Sometimes someone else's thinking is so unlike your own that it throws you for a moment.
I have been working on this Kickstarter campaign ("Oh, what's that, Lori? You have a Kickstarter project? You should have said something! " said absolutely nobody at all.) While remaining optimistic, I have been prepared for the possibility that it will not reach its funding goal, and therefore fail, Kickstarter being an all-or-nothing deal. Since the project - to convert all my ^10 reduction soda glazes to ^6 reduction soda, hopefully seamlessly - is a really good idea, I plan to make it happen one way or another; which means thinking about how I will fund all those unprofitable test firings and glaze ingredients. How exactly that will happen is not what I am here to write about today.

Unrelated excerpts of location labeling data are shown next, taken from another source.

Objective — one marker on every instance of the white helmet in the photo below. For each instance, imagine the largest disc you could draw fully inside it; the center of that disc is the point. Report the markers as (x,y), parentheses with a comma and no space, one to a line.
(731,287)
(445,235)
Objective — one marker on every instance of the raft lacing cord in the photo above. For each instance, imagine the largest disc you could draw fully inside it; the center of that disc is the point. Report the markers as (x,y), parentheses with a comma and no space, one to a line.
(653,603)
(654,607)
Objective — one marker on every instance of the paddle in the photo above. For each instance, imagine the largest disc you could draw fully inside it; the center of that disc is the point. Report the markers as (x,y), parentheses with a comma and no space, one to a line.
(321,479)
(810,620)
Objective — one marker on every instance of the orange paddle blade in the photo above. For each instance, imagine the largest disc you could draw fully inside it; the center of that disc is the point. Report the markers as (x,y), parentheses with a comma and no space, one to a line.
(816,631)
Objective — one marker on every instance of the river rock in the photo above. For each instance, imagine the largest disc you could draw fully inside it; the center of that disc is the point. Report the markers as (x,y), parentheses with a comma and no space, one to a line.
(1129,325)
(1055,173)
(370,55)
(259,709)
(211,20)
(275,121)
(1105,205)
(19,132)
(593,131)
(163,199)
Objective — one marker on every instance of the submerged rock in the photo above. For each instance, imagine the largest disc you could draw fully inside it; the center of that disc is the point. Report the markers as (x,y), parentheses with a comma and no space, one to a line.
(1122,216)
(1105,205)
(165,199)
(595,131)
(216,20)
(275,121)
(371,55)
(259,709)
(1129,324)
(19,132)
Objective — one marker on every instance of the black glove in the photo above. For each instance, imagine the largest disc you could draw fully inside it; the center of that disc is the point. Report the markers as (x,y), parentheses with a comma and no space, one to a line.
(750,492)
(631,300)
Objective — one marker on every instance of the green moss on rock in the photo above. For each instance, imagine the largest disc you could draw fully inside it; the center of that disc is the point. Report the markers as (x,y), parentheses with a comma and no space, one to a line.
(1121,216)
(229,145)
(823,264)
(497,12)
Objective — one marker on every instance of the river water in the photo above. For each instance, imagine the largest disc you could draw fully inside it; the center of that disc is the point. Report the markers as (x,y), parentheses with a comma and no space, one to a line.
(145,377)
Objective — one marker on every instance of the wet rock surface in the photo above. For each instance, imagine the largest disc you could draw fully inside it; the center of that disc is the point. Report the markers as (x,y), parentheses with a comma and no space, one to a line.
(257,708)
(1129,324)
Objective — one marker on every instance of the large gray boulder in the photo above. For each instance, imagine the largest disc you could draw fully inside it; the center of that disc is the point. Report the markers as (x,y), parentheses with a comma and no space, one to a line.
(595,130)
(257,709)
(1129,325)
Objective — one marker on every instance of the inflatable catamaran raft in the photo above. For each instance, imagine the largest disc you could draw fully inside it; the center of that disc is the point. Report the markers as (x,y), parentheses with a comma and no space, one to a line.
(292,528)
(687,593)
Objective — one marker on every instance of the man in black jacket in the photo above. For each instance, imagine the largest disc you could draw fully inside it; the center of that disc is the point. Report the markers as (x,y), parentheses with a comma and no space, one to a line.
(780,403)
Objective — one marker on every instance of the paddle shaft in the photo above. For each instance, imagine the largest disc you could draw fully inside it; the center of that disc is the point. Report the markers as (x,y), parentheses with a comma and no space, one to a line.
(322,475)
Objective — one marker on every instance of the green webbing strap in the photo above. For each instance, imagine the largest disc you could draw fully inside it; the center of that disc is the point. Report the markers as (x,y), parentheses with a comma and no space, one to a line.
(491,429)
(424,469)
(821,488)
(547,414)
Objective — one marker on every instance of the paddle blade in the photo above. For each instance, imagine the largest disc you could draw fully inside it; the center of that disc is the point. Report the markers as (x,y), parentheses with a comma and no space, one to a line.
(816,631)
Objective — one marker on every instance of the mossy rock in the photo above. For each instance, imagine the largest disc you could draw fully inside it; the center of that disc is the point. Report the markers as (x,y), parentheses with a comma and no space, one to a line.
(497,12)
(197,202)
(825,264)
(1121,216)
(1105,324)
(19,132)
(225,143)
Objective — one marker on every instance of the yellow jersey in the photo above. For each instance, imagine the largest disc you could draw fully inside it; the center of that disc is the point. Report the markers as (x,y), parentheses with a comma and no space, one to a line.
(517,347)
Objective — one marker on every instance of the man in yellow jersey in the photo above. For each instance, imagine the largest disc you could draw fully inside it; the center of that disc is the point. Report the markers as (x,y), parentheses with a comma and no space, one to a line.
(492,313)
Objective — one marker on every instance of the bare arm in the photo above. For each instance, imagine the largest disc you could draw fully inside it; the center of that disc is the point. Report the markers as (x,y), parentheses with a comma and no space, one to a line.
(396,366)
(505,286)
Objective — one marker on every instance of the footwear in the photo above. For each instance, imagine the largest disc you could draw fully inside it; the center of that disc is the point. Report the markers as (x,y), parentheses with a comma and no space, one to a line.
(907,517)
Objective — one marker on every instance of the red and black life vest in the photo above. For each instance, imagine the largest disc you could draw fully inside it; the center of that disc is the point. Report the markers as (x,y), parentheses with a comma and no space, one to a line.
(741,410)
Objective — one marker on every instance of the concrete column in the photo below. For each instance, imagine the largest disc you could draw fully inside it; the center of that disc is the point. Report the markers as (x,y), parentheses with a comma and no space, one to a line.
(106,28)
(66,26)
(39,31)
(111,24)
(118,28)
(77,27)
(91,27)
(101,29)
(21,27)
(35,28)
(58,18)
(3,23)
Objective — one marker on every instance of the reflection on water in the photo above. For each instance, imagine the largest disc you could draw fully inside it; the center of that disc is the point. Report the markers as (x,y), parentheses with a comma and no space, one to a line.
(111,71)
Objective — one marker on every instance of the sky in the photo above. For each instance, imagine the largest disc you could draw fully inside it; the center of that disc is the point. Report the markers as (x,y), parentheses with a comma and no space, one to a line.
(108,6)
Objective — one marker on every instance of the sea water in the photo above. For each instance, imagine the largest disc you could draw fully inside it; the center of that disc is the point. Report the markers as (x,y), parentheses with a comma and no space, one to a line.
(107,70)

Instead, my mind got hung up on something a friend (let's call him Mr. Business Guy) said to me when I mentioned this to him. He shook his head vehemently and said, "No. Work without a net. If you build yourself a backdoor, you won't push as hard; you won't try every possible avenue, call in every favor, take every reasonable action to make it happen."
This struck me at first as sort of nuts; my approach has ever been to always, always have a back-up plan. Why deliberately allow your options to be only either full success or absolute failure? He really is better at business than I am, though, which shows in our circumstances, so I was not inclined to dismiss this advice out of hand. Was Mr. Business Guy right? Do my Plans B hold me back? I think of the years I worked part time at an office job, unable to commit fully to the world of conventional work or to my true calling. Should I have made the leap years before, and let my terror of being homeless provide the impetus to success?
Maybe, if money was the sole bottom line. This is often how I come down on issues regarding business practices for artists. If would be so much easier if all we wanted was to make money. Easier, but so much duller. We serve dual bottom lines: money, as in, enough to live on; and our aesthetic: that which makes us artists in the first place. Having no financial plan b might have pushed me harder to sell pots; and it might have forced me to sacrifice the aesthetic bottom line.
The campaign is at 71% funding, with 10 days to go. There is reason to be optimistic, so maybe all this fretting over Plan B will be unnecessary. However, more generally, as an approach to business, to life, to accomplishing anything, I'm still on Team Back-up Plan.